Question écrite n° 85684 de M. Michel Ménard (Socialiste, républicain et citoyen - Loire-Atlantique) – JO, 28 juillet 2015, p. 5653.

M. Michel Ménard attire l’attention de M. le ministre des affaires étrangères et du développement international sur la commercialisation en France et dans le territoire de l’Union européenne de denrées ou de produits issus des colonies israéliennes et importés sous le label « Made in Israël », en contradiction avec la législation européenne garantissant le droit à l’information des consommateurs. La Grande-Bretagne et le Danemark ont adopté des directives recommandant aux distributeurs un étiquetage spécifique afin de distinguer les produits fabriqués dans les colonies de ceux issus de l’État israélien dans ses frontières de 1967. Cet étiquetage spécifique, qui permet notamment de ne pas induire le consommateur en erreur, n’a pas été mis en place en France. Confrontées aux actions citoyennes, des enseignes de la grande distribution ont sollicité les pouvoirs publics pour obtenir des instructions précises sur l’étiquetage des produits des colonies. Au-delà de cette simple application de la réglementation en vigueur, la France doit respecter et faire respecter le droit international humanitaire, selon l’article 1er de la 4e Convention de Genève de 1949. Elle doit de même prendre toutes mesures nécessaires pour qu’Israël mette fin à la colonisation illégale de la Cisjordanie et cesser d’y prêter elle-même assistance. Cela doit se traduire notamment par le refus de l’importation des produits des colonies. La France, agissant ainsi en cohérence avec ses déclarations récurrentes sur la condamnation des colonies illégales, doit adopter une mesure excluant l’importation des produits des colonies, notant que ladite mesure n’enfreint pas les dispositions de l’Organisation mondiale du commerce. Il lui demande ce que le Gouvernement envisage d’entreprendre pour l’interdiction de la commercialisation sur son territoire des produits issus des colonies israéliennes.

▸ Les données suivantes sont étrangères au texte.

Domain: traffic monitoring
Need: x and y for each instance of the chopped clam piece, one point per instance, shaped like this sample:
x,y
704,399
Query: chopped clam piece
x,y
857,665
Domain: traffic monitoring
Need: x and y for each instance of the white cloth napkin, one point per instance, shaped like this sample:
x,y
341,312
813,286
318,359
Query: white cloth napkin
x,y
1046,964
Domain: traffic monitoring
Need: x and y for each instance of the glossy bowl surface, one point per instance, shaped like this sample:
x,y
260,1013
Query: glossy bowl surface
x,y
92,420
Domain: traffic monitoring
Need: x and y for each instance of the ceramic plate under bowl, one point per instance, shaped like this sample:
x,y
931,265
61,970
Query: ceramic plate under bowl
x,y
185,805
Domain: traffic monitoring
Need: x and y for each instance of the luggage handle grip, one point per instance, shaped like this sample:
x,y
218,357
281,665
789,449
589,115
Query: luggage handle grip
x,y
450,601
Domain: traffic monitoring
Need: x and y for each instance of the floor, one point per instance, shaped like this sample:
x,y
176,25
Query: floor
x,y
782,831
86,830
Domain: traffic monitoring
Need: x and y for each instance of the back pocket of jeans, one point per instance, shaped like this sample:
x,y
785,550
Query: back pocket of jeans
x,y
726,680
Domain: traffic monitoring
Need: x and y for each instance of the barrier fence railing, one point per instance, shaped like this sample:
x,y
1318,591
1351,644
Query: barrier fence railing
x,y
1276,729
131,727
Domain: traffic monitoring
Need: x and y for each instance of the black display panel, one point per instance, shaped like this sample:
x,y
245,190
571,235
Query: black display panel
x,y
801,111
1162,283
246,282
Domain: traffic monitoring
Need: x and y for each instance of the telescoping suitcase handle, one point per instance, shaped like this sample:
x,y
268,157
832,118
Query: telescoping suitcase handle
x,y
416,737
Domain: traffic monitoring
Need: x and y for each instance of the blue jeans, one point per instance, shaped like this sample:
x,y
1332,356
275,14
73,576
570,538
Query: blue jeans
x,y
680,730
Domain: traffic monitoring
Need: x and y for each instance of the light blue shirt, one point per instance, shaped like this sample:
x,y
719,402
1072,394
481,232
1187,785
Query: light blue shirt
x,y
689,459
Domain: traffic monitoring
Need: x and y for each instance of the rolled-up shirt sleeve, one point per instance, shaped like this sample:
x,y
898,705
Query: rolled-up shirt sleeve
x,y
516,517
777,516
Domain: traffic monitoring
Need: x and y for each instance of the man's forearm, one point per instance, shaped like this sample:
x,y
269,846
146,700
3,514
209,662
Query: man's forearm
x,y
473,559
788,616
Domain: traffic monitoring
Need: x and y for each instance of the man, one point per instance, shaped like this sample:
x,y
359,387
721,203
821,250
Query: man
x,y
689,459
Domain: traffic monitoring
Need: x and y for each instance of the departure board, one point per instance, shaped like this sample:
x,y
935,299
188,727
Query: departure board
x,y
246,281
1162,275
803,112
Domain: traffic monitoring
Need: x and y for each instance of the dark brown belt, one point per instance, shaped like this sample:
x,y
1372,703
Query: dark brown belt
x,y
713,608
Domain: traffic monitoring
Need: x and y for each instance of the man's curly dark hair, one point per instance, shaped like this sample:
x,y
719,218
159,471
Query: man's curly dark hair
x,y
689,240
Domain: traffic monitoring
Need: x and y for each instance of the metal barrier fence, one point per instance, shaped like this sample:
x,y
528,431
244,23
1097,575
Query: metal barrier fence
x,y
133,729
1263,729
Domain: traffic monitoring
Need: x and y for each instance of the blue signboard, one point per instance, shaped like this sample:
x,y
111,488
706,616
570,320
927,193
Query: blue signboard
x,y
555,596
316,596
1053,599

Réponse du ministre des Affaires étrangères et du développement international, JO, 15 septembre 2015, p. 6987.

La position de la France en faveur du respect du droit international est constante et connue. S’agissant des Territoires palestiniens, la France condamne la colonisation israélienne, illégale au regard du droit international et qui constitue un obstacle à une paix juste fondée sur la création d’un Etat palestinien viable et souverain aux côtés d’Israël dont la sécurité doit être garantie. Elle a appelé les nouvelles autorités israéliennes à oeuvrer en faveur de la paix en préservant la solution des deux Etats. Le ministère des affaires étrangères et du développement international a publié en juin 2014, à l’instar de plusieurs autres pays européens, des informations à destination des investisseurs qui soulignent les risques juridiques, économiques et réputationnels liés à la poursuite d’activités économiques et financières dans les colonies israéliennes. Il se tient à la disposition des entreprises pour les renseigner plus précisément sur le contexte et les risques auxquelles elles s’exposeraient en menant des activités liées à la politique de colonisation. La France se mobilise par ailleurs pour que les travaux sur l’étiquetage des produits issus des colonies progressent à Bruxelles et aboutissent. Avec quinze autres Etats membres, la France a demandé à la Haute représentante de l’Union européenne pour les affaires étrangères et la politique de sécurité, Mme Mogherini, de relancer le projet de lignes directrices visant à élaborer un code de conduite européen sur l’étiquetage des produits des colonies israéliennes importés sur le marché communautaire. Elle veille à ce que cette mesure de transparence pour les consommateurs européens ne soit pas assimilée à une action de boycott des produits israéliens, auquel elle est fermement opposée.